# Phrag fischeri



## kitfox (Dec 17, 2020)

This one is always a pleasant surprise, both when it actually blesses me with a bloom, but also the blooms seem different every cycle...even on the same spike. it does seem to be setting a second bud on this spike, but I certainly know better than to count on any chickens before the egg starts doing more than cracking!


----------



## abax (Dec 17, 2020)

It's not a real beauty, but you got it to bloom which is more than I've done. I've murdered
two over the years and not a clue what I did wrong.


----------



## NYEric (Dec 18, 2020)

Looks like the synsepal split. I agree they are not simple or easy to grow. Thanks for sharing.


----------



## kitfox (Dec 18, 2020)

NYEric said:


> Looks like the synsepal split. I agree they are not simple or easy to grow. Thanks for sharing.



You noticed! It made the flower twist a bit. This is this plant’s third blooming growth and it’s never done that. Normally it has the cutest flower in my little phrag collection...


----------



## dodidoki (Dec 19, 2020)

Interesting thing about this sp, that staminode is often missing.


----------



## kitfox (Dec 19, 2020)

dodidoki said:


> Interesting thing about this sp, that staminode is often missing.
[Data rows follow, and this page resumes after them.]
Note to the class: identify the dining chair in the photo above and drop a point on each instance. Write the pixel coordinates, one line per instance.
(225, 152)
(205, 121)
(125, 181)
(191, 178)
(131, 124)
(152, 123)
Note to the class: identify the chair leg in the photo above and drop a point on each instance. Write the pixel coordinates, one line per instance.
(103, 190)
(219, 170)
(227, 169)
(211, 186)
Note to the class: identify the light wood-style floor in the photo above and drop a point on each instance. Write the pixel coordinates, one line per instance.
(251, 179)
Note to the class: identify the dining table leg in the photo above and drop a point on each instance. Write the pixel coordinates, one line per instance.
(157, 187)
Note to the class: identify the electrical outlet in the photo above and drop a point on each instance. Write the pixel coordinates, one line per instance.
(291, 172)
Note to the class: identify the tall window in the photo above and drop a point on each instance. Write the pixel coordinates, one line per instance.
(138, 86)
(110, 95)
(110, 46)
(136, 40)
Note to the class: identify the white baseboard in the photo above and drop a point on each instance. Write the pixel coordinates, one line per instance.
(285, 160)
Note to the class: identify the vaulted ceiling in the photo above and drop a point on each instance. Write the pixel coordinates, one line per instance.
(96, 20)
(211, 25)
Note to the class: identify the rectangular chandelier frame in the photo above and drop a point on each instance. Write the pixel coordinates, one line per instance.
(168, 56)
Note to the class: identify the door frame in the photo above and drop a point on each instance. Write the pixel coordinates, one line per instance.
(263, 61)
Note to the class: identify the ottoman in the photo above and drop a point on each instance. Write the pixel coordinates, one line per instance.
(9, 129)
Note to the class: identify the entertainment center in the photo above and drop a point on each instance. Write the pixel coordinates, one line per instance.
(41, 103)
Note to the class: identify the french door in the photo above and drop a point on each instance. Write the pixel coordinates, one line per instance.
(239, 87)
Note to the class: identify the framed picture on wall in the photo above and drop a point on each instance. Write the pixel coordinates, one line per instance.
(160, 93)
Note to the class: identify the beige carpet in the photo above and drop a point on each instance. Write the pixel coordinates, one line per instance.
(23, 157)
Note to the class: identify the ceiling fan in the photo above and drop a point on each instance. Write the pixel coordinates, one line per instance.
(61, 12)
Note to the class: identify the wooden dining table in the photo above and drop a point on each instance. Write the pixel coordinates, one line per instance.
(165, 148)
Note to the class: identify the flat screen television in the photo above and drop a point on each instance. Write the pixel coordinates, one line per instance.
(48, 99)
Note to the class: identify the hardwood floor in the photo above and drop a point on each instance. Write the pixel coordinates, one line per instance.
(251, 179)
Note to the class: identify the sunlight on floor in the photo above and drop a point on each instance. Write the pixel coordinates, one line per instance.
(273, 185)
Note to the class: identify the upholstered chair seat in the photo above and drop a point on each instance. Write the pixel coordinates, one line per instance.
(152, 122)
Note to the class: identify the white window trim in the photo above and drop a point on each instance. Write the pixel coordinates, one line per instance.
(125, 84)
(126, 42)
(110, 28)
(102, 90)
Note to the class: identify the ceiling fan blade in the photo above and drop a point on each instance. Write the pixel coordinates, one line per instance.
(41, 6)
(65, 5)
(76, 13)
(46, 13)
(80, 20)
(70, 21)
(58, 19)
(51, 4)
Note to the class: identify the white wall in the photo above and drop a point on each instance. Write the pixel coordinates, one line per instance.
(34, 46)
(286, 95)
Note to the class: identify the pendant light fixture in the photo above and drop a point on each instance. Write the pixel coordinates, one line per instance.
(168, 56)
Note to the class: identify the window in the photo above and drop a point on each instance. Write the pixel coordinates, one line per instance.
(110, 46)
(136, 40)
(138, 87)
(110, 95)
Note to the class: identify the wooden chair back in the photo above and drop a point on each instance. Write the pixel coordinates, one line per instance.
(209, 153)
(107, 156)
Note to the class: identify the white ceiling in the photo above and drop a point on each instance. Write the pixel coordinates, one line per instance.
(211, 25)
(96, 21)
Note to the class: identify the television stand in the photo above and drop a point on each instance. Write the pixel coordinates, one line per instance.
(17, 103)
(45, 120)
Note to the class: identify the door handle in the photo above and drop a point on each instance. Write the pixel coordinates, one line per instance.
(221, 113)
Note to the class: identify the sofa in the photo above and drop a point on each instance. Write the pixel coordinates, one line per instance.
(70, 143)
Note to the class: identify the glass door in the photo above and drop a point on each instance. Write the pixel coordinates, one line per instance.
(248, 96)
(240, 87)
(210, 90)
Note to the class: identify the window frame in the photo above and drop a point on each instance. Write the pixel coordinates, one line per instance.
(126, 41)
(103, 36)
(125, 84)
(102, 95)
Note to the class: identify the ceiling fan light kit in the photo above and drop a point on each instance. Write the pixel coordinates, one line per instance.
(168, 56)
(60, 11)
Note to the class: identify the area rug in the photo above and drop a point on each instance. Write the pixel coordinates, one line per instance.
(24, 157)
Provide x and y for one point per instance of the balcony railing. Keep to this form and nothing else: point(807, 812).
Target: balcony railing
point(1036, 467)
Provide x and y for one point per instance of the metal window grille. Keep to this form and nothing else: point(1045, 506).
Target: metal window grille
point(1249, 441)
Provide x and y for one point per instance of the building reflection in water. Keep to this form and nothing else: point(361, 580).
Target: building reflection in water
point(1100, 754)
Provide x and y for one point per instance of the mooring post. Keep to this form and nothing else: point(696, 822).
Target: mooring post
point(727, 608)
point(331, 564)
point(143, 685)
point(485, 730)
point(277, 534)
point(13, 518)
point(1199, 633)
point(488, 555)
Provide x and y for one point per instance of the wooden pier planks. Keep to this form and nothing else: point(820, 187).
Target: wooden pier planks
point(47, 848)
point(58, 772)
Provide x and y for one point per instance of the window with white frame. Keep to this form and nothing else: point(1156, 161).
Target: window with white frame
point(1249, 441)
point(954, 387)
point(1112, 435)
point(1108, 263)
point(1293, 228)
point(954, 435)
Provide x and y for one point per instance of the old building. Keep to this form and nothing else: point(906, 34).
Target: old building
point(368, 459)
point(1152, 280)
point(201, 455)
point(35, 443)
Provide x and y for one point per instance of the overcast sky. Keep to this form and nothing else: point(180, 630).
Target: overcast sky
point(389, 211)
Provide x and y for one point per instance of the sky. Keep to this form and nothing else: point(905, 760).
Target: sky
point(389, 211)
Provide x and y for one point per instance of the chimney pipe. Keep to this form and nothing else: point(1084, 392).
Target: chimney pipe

My wife said it looks like one thing, and my 11 y/o son said it looks like something completely different.  No other comment will be repeated or made!


----------



## dodidoki (Dec 20, 2020)

kitfox said:


> My wife said it looks like one thing, and my 11 y/o son said it looks like something completely different.  No other comment will be repeated or made!


----------



## kitfox (Dec 20, 2020)

Orchid humor at its most questionable level...


----------



## cpmaniac (Dec 20, 2020)

Nice job getting it to bloom. Mine flowered two years ago and has frustrated me since then. Look forward t seeing the second flower...


----------



## kitfox (Dec 21, 2020)

cpmaniac said:


> Nice job getting it to bloom. Mine flowered two years ago and has frustrated me since then. Look forward t seeing the second flower...



Thanks, so far it has put up with the torture I subject it to! Lets see if that little bud pops out of the spike for a second bloom...


----------



## abax (Dec 22, 2020)

Here's good vibes for the second bud>>>>>>>>>


----------



## kitfox (Feb 18, 2021)

Time slows down when you watch one of these....

Here is the second bloom, I think this one is a bit nicer than the first:


----------



## abax (Feb 18, 2021)

Very niiiice! I love these little balls of pink fuzz.


----------